Une atteinte aux droits fondamentaux d'une exceptionnelle et inédite gravité.
Jacques Toubon, Le Défenseur des droits.
A la mi-juin, Jacques Toubon -
le Défenseur des droits- s'était lui aussi inquiété de la situation prévalant à Calais. A la suite d'une visite de ses services, il s'est publiquement indigné d'
"atteintes aux droits fondamentaux"d'une
"exceptionnelle et inédite gravité", dénonçant
"une sorte de traque" à l'encontre des migrants et exhortant les pouvoirs publics à
"ne pas s'obstiner dans ce qui s'apparente à un déni d'existence des exilés".
A la fin de ce rapport, Human Rights Watch émet, en partie, les mêmes recommandations que le Défenseur des droits, notamment l'autorisation des distributions de repas, la mise à l'abri des mineurs, mais aussi une parole claire, de la part du gouvernement pour signifier que
"le harcèlement policier, ou toute autre forme d'abus de pouvoir, ne sera pas toléré", selon les termes de Bénédicte Jeannerod.
A la publication du rapport d'HRW, les autorités ont fait front avec les forces de l'ordre.

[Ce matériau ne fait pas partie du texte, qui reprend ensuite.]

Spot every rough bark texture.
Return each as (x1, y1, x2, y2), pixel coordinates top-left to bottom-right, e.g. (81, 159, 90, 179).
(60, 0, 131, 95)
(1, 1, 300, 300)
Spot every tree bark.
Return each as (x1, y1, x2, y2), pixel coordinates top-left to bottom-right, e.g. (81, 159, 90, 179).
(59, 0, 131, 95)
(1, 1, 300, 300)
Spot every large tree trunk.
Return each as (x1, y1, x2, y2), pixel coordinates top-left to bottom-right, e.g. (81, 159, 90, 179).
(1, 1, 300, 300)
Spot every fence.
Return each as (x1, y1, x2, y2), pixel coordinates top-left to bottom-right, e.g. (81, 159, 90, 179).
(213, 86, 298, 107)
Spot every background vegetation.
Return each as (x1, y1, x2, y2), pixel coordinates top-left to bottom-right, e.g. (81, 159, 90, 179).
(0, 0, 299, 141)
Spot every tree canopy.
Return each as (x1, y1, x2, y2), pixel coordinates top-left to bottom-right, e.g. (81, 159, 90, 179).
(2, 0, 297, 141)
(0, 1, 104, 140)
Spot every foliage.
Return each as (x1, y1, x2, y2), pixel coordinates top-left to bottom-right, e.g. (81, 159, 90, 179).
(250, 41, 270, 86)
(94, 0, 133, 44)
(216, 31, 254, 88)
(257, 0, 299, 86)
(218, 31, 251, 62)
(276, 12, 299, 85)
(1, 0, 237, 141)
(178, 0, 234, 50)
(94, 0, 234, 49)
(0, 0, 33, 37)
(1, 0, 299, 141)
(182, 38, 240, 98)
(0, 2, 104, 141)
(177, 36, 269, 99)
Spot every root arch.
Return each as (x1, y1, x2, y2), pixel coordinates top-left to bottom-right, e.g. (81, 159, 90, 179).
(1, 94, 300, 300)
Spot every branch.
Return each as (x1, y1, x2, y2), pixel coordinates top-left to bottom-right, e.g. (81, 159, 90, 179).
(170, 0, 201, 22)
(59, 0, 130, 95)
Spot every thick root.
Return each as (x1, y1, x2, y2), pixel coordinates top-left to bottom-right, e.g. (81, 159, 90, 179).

Elles démentent catégoriquement les accusations du rapport d'Human Rights Watch.
Le 23 juin, le ministre de l'Intérieur Gérard Collomb, en visite à Calais, avait même tenu à rendre hommage aux forces de l'ordre qui travaillent avec
"beaucoup d'humanité" dans des conditions
"pas toujours faciles".
"Il n'y a pas d'un côté les policiers, les gendarmes qui seraient agressifs et de l'autre des migrants qui seraient d'une douceur légendaire", avait-il fait valoir.
Il a finalement demandé un rapport ce lundi 31 juillet, à l'Inspection générale de l'administration (IGA), à l'Inspection générale de la police nationale (IGPN) et à l'Inspection générale de la gendarmerie (IGGN). Le ministre français a aussi précisé : "
Je rappelle que dans les forces de sécurité, il n'existe pas d'usage du gaz poivre", a-t-il déclaré lors d'une conférence de presse, tout en reconnaissant qu'"
il peut y avoir quelques dérapages individuellement".